Yesterday, in a sop to his oil industry buddies, George W. Bush lifted an executive order banning oil exploration in US waters.
It was a political move aimed at ratcheting up the pressure on Congress to give its consent to ending its own separate 28-year moratorium on offshore drilling. “The only thing standing between the American people and these vast oil resources is action from the US Congress,” said Mr Bush. “Now the ball is squarely in Congress’s court”.
Oil is becoming a hot political topic. The Republican party has made the push to expand domestic oil production a flagship policy ahead of November’s election, amid mounting public concern at soaring energy prices.

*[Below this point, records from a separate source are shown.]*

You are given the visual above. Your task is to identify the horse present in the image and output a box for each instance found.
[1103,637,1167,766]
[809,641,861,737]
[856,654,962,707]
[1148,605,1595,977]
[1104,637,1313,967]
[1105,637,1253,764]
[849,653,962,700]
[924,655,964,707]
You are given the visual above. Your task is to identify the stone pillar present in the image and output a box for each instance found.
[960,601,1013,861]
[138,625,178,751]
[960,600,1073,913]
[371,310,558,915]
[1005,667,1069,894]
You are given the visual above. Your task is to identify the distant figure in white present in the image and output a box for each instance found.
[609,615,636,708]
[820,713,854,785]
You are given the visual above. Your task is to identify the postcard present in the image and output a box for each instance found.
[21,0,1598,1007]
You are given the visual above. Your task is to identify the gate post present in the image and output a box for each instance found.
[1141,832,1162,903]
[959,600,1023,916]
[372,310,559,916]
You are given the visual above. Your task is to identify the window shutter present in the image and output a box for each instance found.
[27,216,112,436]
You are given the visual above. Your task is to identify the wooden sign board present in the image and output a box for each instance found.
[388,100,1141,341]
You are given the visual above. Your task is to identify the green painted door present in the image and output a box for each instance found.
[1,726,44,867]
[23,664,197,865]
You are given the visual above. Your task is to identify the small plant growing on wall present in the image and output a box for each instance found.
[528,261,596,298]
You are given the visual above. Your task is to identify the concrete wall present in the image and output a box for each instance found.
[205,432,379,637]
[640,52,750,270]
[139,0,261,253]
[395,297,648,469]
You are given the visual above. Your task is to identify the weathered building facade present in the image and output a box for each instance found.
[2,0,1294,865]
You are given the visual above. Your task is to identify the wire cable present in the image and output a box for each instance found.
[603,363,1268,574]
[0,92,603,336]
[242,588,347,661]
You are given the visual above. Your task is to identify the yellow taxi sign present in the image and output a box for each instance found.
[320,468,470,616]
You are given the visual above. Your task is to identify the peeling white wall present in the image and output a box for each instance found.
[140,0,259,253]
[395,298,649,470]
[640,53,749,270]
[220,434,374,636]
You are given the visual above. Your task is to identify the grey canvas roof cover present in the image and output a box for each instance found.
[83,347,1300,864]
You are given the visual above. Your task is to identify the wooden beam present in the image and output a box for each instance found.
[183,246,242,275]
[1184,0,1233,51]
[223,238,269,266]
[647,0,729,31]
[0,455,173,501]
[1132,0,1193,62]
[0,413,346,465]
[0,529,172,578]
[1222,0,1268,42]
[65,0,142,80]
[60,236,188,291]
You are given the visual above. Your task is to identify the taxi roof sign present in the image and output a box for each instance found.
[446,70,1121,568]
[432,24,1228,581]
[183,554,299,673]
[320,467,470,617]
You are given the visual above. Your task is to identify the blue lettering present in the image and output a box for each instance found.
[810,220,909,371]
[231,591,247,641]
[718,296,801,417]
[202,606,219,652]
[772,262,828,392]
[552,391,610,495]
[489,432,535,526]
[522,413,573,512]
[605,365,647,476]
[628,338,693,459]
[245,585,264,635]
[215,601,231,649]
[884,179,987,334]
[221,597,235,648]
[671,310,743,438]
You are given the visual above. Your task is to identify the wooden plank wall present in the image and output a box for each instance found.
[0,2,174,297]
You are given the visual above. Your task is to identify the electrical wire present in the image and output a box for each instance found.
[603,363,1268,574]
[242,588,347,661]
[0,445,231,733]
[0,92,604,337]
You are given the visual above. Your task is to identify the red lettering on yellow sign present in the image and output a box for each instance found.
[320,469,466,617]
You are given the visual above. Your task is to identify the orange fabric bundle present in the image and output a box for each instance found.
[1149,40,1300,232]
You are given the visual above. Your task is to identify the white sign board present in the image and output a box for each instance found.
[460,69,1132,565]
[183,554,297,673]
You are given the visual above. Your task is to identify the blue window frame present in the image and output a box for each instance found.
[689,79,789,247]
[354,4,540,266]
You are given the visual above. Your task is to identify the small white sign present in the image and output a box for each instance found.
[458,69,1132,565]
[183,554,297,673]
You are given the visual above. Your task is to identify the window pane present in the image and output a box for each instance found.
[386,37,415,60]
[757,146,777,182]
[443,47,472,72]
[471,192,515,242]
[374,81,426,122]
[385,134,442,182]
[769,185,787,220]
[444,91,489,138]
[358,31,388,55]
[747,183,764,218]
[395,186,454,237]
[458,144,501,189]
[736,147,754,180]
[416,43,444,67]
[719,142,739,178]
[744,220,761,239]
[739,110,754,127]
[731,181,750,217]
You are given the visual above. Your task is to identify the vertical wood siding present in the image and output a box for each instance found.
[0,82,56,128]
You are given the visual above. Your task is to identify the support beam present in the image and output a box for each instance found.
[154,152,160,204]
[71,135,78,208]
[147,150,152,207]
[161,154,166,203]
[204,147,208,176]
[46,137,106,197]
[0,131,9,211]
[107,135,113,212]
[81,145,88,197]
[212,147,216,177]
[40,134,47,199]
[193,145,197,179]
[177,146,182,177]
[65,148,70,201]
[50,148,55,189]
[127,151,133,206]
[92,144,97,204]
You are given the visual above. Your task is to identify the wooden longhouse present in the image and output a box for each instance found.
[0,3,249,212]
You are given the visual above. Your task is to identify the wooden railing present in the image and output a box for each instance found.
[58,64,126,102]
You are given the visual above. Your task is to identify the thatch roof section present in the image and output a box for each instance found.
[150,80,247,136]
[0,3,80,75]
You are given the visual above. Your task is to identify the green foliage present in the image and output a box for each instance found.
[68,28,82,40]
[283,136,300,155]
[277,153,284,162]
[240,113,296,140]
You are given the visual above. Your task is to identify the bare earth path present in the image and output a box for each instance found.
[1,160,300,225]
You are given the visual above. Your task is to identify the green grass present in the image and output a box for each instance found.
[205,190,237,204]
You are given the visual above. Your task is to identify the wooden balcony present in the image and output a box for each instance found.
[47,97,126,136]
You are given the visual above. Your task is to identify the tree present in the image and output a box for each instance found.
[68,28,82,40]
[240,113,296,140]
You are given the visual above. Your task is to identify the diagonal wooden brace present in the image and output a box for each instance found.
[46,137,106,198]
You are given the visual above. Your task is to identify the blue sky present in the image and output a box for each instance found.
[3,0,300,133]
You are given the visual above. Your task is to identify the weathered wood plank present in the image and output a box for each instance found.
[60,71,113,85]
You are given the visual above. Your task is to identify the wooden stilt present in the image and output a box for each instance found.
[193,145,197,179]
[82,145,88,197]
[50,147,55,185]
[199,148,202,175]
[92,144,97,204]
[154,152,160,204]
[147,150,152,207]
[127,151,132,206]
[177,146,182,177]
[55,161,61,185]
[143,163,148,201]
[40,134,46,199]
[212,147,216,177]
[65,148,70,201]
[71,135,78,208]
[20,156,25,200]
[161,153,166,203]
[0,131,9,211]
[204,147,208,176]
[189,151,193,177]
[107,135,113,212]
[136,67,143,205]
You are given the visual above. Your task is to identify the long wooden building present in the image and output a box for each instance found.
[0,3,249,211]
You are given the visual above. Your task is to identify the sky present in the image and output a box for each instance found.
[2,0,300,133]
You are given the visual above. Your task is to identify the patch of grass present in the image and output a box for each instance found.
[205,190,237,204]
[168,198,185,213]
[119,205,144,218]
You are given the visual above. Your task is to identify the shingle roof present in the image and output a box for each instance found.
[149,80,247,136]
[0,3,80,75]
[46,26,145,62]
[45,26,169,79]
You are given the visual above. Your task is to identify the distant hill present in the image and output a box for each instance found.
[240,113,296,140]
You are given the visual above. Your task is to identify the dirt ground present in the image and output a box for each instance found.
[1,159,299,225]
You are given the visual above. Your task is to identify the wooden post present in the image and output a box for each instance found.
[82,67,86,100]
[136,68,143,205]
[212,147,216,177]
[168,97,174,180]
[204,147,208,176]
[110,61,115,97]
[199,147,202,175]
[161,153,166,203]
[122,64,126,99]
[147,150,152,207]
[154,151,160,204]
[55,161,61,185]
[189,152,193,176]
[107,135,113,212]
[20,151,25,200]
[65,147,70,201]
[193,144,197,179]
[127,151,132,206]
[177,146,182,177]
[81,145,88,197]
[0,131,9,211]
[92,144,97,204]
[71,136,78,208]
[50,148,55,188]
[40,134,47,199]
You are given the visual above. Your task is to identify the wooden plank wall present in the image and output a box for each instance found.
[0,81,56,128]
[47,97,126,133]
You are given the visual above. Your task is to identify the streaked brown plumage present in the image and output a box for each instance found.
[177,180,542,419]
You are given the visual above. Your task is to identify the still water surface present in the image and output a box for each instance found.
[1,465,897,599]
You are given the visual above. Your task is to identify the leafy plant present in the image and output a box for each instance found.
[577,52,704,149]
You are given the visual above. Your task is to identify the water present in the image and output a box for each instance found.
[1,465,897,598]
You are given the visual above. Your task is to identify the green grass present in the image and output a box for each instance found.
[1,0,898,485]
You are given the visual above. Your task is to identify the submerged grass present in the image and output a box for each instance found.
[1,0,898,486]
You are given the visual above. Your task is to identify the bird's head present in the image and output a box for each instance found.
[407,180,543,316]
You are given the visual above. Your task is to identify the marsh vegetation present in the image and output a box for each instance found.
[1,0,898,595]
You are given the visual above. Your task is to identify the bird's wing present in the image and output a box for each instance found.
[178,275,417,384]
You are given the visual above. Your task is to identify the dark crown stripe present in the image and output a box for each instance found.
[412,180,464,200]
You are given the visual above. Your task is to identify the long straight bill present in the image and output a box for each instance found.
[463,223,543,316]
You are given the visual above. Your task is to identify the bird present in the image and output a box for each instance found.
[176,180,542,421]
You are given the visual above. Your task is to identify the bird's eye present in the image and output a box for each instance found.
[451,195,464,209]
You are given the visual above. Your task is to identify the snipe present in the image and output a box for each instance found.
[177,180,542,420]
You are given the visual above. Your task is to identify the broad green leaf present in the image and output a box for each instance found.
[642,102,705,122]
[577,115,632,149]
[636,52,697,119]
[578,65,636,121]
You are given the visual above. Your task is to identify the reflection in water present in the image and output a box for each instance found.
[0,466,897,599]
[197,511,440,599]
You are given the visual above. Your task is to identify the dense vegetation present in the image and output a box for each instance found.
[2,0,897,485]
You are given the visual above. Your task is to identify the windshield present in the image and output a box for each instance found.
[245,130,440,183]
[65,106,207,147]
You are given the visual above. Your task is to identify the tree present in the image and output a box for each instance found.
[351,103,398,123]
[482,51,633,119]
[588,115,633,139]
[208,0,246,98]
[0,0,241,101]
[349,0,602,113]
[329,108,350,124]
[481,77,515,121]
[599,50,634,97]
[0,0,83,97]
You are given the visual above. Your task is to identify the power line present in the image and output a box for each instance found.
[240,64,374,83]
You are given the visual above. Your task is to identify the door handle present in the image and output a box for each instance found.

But the Obama campaign argues that lifting the ban would have little impact because it would take years for new offshore production to come online and the volumes would not make the US energy independent. “It would merely prolong the failed energy policies we have seen from Washington for 30 years,” said an Obama spokesman.
The oil heads at the American Petroleum Institute welcomed the news. “We encourage Congress to pass a common-sense and effective long-term energy policy designed to increase conservation and energy efficiency,” said API spokeswoman Judy Penniman.
While the oil companies tried to blame lack of exploration opportunities on the oil price. “Lack of access to responsible production is a root cause of our continuing energy shortfall,” said Shell Oil in a statement. “As we have seen, limited supply and increased demand can lead to shortages and higher prices.”
Its only two months ago that Shell said that the oil price raise was NOT due to supply shortages. As we blogged in May: “The record oil price of $135 a barrel is due to “market sentiment” rather than a shortage of supply” said Shell’s chief executive, Jeroen van der Veer.
The oil companies will say anything to justify getting their hands on more acreage. And Bush will do anything to assist his old buddies. And neither will solve the problem.